Assigned a second parliamentary seat under the Instrument of Government of 1653, Caernarvonshire returned John Glynne and Thomas Madrin in the elections to the first protectoral Parliament on 12 July 1654. The returning parties on the election indenture were 12 named freeholders and ‘divers other persons qualified and capable to elect Members’. It was signed by the 12 named freeholders, who included Glynne’s son-in-law and great-nephew of the late Archbishop Williams, Robert Williams* of Conwy and Penrhyn.

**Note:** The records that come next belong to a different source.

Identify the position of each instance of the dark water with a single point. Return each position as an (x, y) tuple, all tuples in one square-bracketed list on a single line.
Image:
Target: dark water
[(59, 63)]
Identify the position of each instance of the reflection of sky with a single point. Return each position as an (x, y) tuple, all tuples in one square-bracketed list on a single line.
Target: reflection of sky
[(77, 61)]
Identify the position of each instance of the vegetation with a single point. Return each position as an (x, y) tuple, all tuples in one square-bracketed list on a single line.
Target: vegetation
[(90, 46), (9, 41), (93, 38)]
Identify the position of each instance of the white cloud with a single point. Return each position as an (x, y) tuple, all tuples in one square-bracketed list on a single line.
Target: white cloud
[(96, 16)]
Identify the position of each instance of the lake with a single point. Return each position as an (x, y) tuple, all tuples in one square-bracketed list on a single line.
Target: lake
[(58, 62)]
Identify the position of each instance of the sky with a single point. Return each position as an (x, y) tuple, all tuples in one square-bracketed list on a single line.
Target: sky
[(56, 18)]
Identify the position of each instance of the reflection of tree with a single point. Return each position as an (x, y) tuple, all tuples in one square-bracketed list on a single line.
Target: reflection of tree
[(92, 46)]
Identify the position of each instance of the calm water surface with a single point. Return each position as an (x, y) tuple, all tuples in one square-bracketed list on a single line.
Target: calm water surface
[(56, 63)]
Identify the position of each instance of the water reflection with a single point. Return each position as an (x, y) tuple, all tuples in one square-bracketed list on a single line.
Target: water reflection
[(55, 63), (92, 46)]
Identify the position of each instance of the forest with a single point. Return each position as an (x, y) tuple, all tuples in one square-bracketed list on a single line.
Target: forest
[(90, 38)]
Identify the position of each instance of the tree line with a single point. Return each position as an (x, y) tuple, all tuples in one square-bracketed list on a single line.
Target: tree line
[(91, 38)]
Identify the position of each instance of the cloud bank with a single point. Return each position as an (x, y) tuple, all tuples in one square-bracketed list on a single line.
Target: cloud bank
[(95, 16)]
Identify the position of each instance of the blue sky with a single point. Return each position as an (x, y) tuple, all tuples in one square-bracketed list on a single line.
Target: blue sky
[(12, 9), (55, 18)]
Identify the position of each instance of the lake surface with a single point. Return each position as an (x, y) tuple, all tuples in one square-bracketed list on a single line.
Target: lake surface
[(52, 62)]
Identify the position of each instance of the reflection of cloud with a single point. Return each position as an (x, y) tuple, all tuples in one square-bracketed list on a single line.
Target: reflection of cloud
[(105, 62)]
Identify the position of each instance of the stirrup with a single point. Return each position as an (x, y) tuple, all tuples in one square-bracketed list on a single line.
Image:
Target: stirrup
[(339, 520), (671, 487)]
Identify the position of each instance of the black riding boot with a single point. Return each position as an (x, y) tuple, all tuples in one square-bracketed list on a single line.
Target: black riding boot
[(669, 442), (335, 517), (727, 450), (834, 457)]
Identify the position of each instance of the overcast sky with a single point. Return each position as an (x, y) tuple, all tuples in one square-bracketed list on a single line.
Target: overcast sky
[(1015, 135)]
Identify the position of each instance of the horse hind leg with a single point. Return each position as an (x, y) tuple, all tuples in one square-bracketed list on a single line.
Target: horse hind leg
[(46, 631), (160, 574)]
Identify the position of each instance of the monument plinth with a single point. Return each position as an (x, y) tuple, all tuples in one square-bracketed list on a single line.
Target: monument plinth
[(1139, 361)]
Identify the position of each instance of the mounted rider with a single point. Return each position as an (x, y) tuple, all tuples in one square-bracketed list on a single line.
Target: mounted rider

Glynne and Madrin seemed on course to retain their seats in the elections to the second protectoral Parliament in the summer of 1656, only for an influential group of the county’s gentlemen to decide against Madrin. They assured Glynne of their ‘voices and the interest we have in our friends, which we conceive will prove effectual’, but that ‘in the management thereof, we have gone this time without Mr Madrin, thereby to vindicate ourselves from the imputation of sloth and too much security upon such actings’. In the event that Madrin did not accept their decision, they explained, and attempted ‘to subdue all to his own will and power ... [and] will by your lordship’s means desire admission to be a representative, we presume to inform your lordship that the major part of the county hath not your confidence in him’. This letter was signed by five gentlemen, headed by Glynne’s son-in-law Robert Williams. Although Madrin enjoyed strong support in parts of the Llŷn peninsula, it was apparently not enough to persuade Glynne to stick with him. Instead, he seems to have teamed up with his son-in-law Williams, for on election day the two men were returned apparently unopposed and with the approval of Major-general James Berry* and his leading agent in the county, John Jones I*.
In the elections to Richard Cromwell’s Parliament of 1659, Caernarvonshire was reduced to its traditional one Member, and this seat became the subject of a contest between Madrin and John Glynne’s son and heir, William. In what was evidently a very disorderly election on 5 January – indeed, swords were drawn in the competition for the Boroughs seat that same day – the sheriff returned Glynne.
John Glynne was returned for Caernarvonshire to the 1660 Convention, but a pact between the Wynns of Gwydir and the Griffiths of Cefnamwlch in 1661 sidelined the Glynllifon interest as an electoral force for the remainder of the Restoration period.